Feier und Oldtimer-Rundfahrt zum 25. Jubiläum des Altenheims Perthes-Haus

Münster. 25 Jahre Perthes-Altenheim waren am Sonntag auch Anlass zur Feier vieler Dienstjubiläen. „Wir haben bei der Gründung 1988 gemeinsam angefangen“, erzählt Heike Rischmüller, stellvertretende Leiterin der Einrichtung des Perthes-Werkes in der Wienburgstraße.
Mit ihr ehrte das Perthes-Werk die ehrenamtliche Mitarbeiterin Barbara Michel, Haustechniker Thomas Weiberger und aus der Pflege Birgit Scheper und Bärbel Berkemeier.

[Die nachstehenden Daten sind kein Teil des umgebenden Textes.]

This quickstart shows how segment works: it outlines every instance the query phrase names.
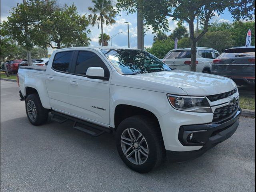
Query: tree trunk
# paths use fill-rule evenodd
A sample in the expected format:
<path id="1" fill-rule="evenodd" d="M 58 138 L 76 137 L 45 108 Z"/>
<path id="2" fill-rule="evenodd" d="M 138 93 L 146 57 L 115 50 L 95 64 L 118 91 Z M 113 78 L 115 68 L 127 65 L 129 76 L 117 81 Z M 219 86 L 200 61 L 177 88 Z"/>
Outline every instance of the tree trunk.
<path id="1" fill-rule="evenodd" d="M 60 48 L 60 42 L 58 41 L 57 42 L 57 48 L 59 49 Z"/>
<path id="2" fill-rule="evenodd" d="M 5 61 L 4 60 L 4 70 L 5 70 L 5 74 L 6 74 L 6 76 L 10 77 L 9 75 L 9 72 L 8 72 L 8 69 L 6 67 L 6 64 L 5 62 Z"/>
<path id="3" fill-rule="evenodd" d="M 190 65 L 191 71 L 196 71 L 196 46 L 195 40 L 194 32 L 194 20 L 190 21 L 188 25 L 189 26 L 189 38 L 190 41 L 190 46 L 191 47 L 191 64 Z"/>
<path id="4" fill-rule="evenodd" d="M 103 23 L 102 22 L 102 16 L 100 16 L 100 27 L 101 28 L 101 46 L 104 46 L 104 40 L 103 39 Z"/>

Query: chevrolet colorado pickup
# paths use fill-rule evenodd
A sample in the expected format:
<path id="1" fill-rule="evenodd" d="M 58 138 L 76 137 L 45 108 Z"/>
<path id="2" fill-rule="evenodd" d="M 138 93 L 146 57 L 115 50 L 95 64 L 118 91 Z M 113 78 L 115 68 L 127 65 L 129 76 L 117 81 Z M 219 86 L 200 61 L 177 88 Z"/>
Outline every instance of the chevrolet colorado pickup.
<path id="1" fill-rule="evenodd" d="M 115 132 L 121 158 L 139 172 L 160 165 L 167 152 L 179 160 L 201 154 L 239 123 L 232 80 L 173 70 L 142 50 L 61 49 L 47 66 L 20 67 L 18 77 L 31 123 L 44 124 L 50 112 L 52 120 L 71 120 L 94 136 Z"/>

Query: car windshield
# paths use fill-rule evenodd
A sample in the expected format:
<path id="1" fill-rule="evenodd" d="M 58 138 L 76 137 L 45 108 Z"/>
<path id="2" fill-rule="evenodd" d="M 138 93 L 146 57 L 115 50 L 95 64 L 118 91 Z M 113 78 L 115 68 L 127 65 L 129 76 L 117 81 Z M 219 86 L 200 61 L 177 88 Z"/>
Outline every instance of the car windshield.
<path id="1" fill-rule="evenodd" d="M 255 52 L 248 52 L 242 53 L 222 53 L 219 56 L 220 57 L 255 57 Z"/>
<path id="2" fill-rule="evenodd" d="M 183 59 L 191 57 L 190 51 L 173 51 L 169 52 L 164 59 Z"/>
<path id="3" fill-rule="evenodd" d="M 44 60 L 38 59 L 35 61 L 34 63 L 40 63 L 44 62 Z"/>
<path id="4" fill-rule="evenodd" d="M 115 68 L 123 75 L 133 75 L 171 69 L 157 58 L 141 50 L 103 50 L 101 52 Z"/>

Den festlichen Jubiläums-Gottesdienst zelebrierte im Festsaal des Verwaltungsgebäudes des Perthes-Werks Dr. Werner M. Ruschke, Pfarrer und Vorstandsvorsitzender des evangelischen Perthes-Werks, ein Träger diakonischer Einrichtungen. Die Predigt galt der Jahreslosung: „Wir haben hier keine bleibende Stadt, sondern die zukünftige suchen wir“. Grußworte gab es von  Bürgermeisterin Wendela-Beate Vilhjalmsson, Angela Humburg von Pfarrgemeinderat der Kreuzgemeinde und von Superintendentin Meike Friedrichs.
Ehrenamtliche und Angestellte im diakonischen Dienst erhalten das Goldene-Krone-Kreuz zum 25. Dienstjubiläum. Die Kollekte geht an den Verein Herzenswünsche und an Flutopfer.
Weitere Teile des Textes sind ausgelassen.